Chronic exposure to tobacco smoke accounts for ~5 million deaths per year making health complications from smoking the primary cause of preventable mortality in the world. Nicotine, the addictive component of tobacco, binds to and activates neuronal nicotinic acetylcholine receptors (nAChRs), ligand-gated cation channels that are normally activated by the endogenous neurotransmitter, acetylcholine. Nicotine initiates dependence by activating neurons within the ventral tegmental area (VTA) of the mesocorticolimbic reward circuitry, ultimately driving the release of dopamine (DA) within the nucleus accumbens, a phenomenon widely associated with the rewarding or reinforcing value of nicotine. A large variety of nAChR subunit genes are expressed in both VTA DAergic projection neurons and GABAergic interneurons but activation of nAChRs containing alpha4 and beta2 subunits in the VTA are most critical for the rewarding properties of nicotine. Exposure to chronic nicotine functionally upregulates nAChRs in various brain regions although the behavioral consequence of this upregulation is unknown. In the midbrain, nAChRs containing the alpha4 subunit are selectively upregulated in GABAergic neurons but not DAergic neurons. The goal of this R21 proposal is to gain insight into how this neuronal subtype selective functional upregulation of the alpha4 subunit affects nicotine reward behavior.

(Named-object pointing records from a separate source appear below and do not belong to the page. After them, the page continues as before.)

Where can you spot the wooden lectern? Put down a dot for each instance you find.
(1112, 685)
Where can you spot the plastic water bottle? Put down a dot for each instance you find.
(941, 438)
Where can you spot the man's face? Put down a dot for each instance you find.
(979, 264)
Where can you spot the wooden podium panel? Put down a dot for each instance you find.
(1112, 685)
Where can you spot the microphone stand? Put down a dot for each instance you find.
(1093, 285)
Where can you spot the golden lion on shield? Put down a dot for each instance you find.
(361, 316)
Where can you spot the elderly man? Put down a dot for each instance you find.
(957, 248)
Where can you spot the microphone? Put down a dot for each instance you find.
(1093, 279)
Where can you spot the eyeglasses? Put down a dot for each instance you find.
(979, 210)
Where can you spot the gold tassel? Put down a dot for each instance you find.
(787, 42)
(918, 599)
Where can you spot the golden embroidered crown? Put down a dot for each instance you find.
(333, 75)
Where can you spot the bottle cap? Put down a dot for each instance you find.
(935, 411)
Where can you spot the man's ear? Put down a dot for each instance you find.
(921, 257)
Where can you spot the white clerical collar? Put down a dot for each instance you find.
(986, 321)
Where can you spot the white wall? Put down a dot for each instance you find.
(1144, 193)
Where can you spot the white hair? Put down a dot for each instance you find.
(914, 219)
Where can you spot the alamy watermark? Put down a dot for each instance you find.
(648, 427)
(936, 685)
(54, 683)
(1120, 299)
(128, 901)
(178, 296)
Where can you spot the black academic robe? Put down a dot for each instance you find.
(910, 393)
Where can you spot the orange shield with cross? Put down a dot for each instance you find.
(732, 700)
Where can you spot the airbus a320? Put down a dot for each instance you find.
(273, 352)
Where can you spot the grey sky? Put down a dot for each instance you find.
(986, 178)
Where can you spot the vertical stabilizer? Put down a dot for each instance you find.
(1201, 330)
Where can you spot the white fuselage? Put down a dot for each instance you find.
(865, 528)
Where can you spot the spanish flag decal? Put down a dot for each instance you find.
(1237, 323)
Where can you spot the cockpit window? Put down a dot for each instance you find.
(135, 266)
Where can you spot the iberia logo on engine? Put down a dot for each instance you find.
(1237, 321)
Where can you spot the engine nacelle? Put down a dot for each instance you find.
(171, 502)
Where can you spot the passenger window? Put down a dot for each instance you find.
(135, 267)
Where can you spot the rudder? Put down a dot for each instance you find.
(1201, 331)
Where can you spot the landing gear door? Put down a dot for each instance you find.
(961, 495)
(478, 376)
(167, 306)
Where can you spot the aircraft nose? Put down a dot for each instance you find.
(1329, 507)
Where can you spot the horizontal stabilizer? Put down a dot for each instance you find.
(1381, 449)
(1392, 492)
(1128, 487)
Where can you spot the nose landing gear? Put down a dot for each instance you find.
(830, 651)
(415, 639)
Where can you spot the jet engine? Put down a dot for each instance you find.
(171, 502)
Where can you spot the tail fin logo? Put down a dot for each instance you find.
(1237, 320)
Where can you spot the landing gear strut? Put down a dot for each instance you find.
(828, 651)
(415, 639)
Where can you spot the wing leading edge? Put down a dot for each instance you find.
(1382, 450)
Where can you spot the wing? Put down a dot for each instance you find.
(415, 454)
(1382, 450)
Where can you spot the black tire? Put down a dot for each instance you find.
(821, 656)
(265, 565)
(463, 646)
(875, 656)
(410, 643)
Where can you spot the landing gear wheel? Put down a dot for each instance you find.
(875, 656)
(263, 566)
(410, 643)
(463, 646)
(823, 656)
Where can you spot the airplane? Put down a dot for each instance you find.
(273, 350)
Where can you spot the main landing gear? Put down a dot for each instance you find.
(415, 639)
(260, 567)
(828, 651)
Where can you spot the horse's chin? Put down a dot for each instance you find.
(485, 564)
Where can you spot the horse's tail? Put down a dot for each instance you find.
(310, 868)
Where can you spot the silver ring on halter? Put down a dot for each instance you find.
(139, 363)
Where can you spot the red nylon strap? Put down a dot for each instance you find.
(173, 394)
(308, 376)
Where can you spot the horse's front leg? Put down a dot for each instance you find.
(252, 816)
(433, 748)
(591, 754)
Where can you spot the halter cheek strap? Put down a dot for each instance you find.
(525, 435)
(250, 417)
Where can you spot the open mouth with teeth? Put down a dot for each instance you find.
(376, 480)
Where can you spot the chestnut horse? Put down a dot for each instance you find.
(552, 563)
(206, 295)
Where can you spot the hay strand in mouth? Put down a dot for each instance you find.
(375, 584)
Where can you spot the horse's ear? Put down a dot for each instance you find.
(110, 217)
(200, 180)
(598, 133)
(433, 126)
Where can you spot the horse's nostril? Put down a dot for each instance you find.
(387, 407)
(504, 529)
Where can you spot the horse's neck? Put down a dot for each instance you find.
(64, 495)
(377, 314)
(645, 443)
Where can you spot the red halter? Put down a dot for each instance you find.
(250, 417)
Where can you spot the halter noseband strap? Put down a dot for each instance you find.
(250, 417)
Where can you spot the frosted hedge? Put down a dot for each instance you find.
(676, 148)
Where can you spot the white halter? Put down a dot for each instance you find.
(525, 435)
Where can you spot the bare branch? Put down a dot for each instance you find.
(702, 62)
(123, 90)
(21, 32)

Specific aim one will use viral-mediated gene delivery to selectively express gain-of-function alpha4 subunits in VTA GABAergic neurons of mice and measure nicotine-mediated reward behavior compared to control animals.
Specific aim two will use immunohistochemical and biophysical approaches to determine how increased activation of GABAergic neurons by nicotine affects VTA DAergic neuron activity. The results from these studies will not only help define the role of GABAergic neurons in nicotine reward, but should also unmask behavioral consequences of nAChR upregulation.
The goal of the proposed project is to understand how nicotine, the addictive component of tobacco smoke, activates the reward circuitry of the brain. Ultimately, the results from this study should identify novel molecular targets for therapies designed to help people quit smoking.